For now, that’s pretty much all we know for sure.
The Canadian Soccer Association (CSA) on Wednesday confirmed that it would not be renewing Floro’s contract, one week after the men’s national team’s 2018 World Cup qualifying campaign officially came to an end.
“We would like to thank Benito Floro for his professionalism and integrity during his tenure as coach,” CSA president Victor Montagliani said on a media conference call on Wednesday. “Benito, being a professional, knows what this business is all about.”
Who will be Canada’s next full-time manager, as they work towards the 2017 CONCACAF Gold Cup?
“There’s no timetable, there’s no rush,” said Montagliani. “But we also want to be exhaustive and cast a net rather than a fishing rod, and see how we want to move forward.”
Well then, what about an interim manager, to lead the team into the friendlies it is planning to play in October and November?
“We’ll now sit down and look internally how we’re going to deal with the rest of the year,” said Montagliani. “We’ll make that announcement somewhere down the road here, before the next fixtures.”
As far as in-house options go for the interim position, one candidate is Michael Findlay, who served as an assistant under Floro and managed the team to a 1-1 draw with Ghana in October 2014. Another one is CSA technical director Tony Fonseca, who took the reins for a pair of friendlies in March 2013 before Floro was hired.
When it comes to who will have the onerous task of trying to lead Canada to the 2022 FIFA World Cup, the array of options should be much wider. But, as the team’s recent experiences in World Cup qualifying demonstrate, there is no surefire recipe for success.
Holger Osieck came in with a high profile and international experience, but could not take Canada to the Hexagonal round of CONCACAF qualifying despite leading them to the 2000 Gold Cup crown.
Frank Yallop, a former Canadian international, made the move from managing the San Jose Earthquakes, but could not reach the Hex with the national team either.

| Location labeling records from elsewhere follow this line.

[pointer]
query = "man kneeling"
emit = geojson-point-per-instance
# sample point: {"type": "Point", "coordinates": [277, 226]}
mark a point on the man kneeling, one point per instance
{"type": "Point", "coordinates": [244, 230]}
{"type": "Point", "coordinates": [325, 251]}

Dale Mitchell and Stephen Hart both rose up through the coaching ranks in the Canadian system, but neither could take the Canucks to the final round of World Cup Qualifying (though Hart will be there with Trinidad & Tobago).
And of course, Floro, who has traveled the globe over a 35-year managerial career, could not get the team to the Hex.
While some are clamoring for the next full-time manager to be Canadian, Montagliani said the federation will keep an open mind in its search.
“We didn’t exclude any nationality in our last search,” he said. “And we’re not going to exclude any nationality – especially our own – with respect to the next search.”
Adding another layer to the story is Montagliani’s ascent into the upper echelons of the world's game. He was elected president of CONCACAF last May, and is a vice president of FIFA, which has undoubtedly provided many connections that could assist in finding Canada’s next manager. But by virtue of winning that CONCACAF election, Montagliani is required to step down as president of Canada Soccer by spring 2017.
Regardless, what Montagliani wants is for the next full-time coach to carry forward some of the positive elements of Floro’s three-year term with Canada, including the growth of the player pool and the ways in which the team prepares for the World Cup qualification process.
“We’ve taken a long-term approach to the program, knowing that we need to build,” he said. “This was the first block. I think Benito has brought a lot to the program from a tactical/technical perspective.
“What the program needs now is another elevation. In a lot of ways, we need to double down on this program.”
As for Floro, Montagliani said the 64-year-old Spaniard understood the situation after the team failed to reach the Hex, and that there are “no issues” there.
“That’s part of the game, it’s the nature of the business,” said Montagliani. “It’s football, and now we need to move on.”